The Local 26 union arrived at its trailblazing plan by following a path now familiar to many American workers. The union had a traditional defined-benefit plan in the 1960s and '70s, says Joey Mokos, executive director and chief compliance officer of Local 26 Benefits Administration, which administers the union's retirement plans. Workers in the 1980s were switched to a defined-contribution plan -- first in the form of a money-purchase plan, and ultimately in the '90s, a 401(k) plan. But many workers didn't participate in the 401(k). And thanks to two major market downturns, 401(k) participants on the brink of retirement "realized they didn't have the money they were counting on," Mokos says. With defined-benefit plans also struggling in the wake of the financial crisis, he says, a return to a traditional pension plan didn't seem a viable alternative.

The union's solution, the Adjustable plan design, was born from an effort to analyze the weaknesses of traditional pensions and develop a new plan that mitigates their risks, says Richard Hudson, Cheiron's principal consulting actuary.

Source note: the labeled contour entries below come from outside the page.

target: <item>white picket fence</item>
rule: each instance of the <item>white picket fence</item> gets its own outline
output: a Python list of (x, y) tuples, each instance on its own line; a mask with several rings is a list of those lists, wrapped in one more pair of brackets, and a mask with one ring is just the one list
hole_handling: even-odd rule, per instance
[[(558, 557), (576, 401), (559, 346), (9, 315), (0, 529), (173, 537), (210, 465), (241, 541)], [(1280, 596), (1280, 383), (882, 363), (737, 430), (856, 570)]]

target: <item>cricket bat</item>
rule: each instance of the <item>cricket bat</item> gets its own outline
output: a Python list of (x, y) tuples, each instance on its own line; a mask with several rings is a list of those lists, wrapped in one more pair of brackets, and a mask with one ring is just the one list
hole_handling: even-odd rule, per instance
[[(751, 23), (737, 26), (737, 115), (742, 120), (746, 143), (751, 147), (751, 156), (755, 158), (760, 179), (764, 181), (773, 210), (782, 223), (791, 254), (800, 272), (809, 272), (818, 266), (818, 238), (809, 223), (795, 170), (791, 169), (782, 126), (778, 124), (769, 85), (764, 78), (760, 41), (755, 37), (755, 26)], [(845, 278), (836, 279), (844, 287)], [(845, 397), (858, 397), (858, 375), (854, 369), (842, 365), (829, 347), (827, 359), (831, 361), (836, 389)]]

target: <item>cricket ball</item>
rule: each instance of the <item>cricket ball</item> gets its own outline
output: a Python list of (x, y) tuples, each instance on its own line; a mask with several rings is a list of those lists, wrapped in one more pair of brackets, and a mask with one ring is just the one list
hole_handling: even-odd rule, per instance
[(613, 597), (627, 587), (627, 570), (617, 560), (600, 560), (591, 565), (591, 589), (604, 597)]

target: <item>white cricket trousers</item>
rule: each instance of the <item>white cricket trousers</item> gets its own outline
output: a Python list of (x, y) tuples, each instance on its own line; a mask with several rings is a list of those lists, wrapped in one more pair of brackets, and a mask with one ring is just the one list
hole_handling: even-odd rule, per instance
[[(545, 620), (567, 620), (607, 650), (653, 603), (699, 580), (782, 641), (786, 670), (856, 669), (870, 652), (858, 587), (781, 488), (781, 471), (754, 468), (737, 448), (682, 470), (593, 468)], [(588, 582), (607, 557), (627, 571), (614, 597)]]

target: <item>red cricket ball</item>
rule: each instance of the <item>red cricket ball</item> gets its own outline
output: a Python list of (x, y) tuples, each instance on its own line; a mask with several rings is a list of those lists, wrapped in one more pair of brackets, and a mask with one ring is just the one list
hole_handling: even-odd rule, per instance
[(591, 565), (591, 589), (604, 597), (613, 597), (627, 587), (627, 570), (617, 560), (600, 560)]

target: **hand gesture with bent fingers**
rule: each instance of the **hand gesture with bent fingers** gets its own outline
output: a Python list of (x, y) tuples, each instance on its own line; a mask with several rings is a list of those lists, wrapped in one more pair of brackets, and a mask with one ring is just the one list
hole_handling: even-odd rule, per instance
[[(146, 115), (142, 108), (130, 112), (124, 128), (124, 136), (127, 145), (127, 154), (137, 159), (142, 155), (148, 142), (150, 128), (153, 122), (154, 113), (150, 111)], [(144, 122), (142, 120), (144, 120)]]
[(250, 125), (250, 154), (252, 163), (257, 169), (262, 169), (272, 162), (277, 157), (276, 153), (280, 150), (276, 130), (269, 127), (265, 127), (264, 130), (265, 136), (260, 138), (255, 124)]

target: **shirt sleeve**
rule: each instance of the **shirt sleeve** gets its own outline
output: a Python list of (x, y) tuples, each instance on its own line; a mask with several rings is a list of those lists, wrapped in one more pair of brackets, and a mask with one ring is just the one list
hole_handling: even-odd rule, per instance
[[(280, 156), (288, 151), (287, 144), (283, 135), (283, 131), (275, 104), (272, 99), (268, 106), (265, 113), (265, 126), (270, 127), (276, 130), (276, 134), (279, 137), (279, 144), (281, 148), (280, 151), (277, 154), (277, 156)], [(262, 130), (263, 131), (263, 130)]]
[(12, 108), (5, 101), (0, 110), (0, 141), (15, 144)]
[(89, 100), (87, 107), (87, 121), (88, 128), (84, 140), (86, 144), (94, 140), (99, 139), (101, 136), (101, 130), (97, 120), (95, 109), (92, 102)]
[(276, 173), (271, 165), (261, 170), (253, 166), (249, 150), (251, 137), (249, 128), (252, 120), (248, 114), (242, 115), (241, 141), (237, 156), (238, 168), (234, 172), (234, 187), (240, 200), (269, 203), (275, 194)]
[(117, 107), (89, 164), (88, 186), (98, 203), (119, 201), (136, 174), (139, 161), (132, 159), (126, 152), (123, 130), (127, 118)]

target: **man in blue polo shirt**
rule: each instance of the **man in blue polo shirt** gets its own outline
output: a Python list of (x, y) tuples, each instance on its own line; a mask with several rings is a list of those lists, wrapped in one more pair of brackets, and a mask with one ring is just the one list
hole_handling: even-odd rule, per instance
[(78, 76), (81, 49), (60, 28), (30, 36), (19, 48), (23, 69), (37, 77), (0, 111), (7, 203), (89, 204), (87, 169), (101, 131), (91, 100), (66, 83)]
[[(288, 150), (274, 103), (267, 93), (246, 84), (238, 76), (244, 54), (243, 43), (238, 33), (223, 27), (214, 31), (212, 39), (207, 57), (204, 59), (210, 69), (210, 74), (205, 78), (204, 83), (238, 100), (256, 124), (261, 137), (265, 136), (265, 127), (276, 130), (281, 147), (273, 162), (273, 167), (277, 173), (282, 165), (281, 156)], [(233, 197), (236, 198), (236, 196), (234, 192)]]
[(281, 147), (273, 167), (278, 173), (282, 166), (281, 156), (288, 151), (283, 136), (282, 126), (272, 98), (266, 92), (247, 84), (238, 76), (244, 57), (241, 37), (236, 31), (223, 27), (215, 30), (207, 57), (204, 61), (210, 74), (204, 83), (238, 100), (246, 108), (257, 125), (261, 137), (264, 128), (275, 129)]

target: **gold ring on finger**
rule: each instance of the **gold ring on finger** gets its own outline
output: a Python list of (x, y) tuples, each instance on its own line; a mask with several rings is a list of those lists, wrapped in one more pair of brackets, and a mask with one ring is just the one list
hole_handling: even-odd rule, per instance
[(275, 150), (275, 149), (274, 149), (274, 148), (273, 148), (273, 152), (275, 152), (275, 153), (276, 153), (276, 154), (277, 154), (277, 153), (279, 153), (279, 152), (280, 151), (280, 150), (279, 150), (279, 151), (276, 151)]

One key remedy for traditional pension woes lies in the Adjustable pension's relatively conservative return assumption of roughly 5%. Traditional pensions have taken on considerable investment risk in an effort to meet return assumptions that critics say are unrealistically high, and many of these plans are severely underfunded. But the Adjustable pension can invest mostly in bonds and still have a good chance of beating its return target -- and adding a nice bonus to workers' "floor" retirement benefit, Hudson says.

"We're not looking for big returns," Mokos says. "We're taking the turtle's approach, slow and steady, and that keeps us fully funded."

Given its conservative return assumptions, the plan "should be far less battered by unpredictable financial storms" than traditional pensions, Stein says.

Employees don't contribute to the Adjustable plan. In the Local 26 plan, employers contribute 75 cents for every hour a participant works. And while a floor benefit of $400 per year of service may not sound like much, it allows workers over a 30-year career to build up a guaranteed annual benefit of $12,000, which combined with Social Security should replace a substantial portion of preretirement income for these participants, Hudson says. And any benefit will be better than what many of these workers were saving in the 401(k) -- which was nothing, Hudson notes.

While workers in the plan know they'll at least receive the floor benefit, the possibility of receiving a higher adjustable benefit leaves some uncertainty about their exact level of retirement income. Most communications to participants "will be talking about the floor benefit," Hudson says, though the hope is "that the plan should provide for a nice surprise in retirement."

Cheiron is currently working with a couple of employers who have traditional pension plans and are considering a move to the Adjustable Pension Plan, Hudson says. Many firms with traditional pensions are inclined "to abandon ship and jump to a defined-contribution plan, so what this does is give you a balance between the two. Participants need more retirement security than what a defined contribution plan can provide," he says. At Local 26, the 401(k) plan will continue, but new workers enrolling in the plan will no longer receive an employer matching contribution, Mokos says.

A successful implementation of the Adjustable Pension Plan would offer some hope for the future of defined-benefit plans, pension experts say. If the plan works in practice, Stein says, "other people will take note that there are creative things people can do to control costs in these kinds of plans and still harvest the advantages of defined-benefit plans."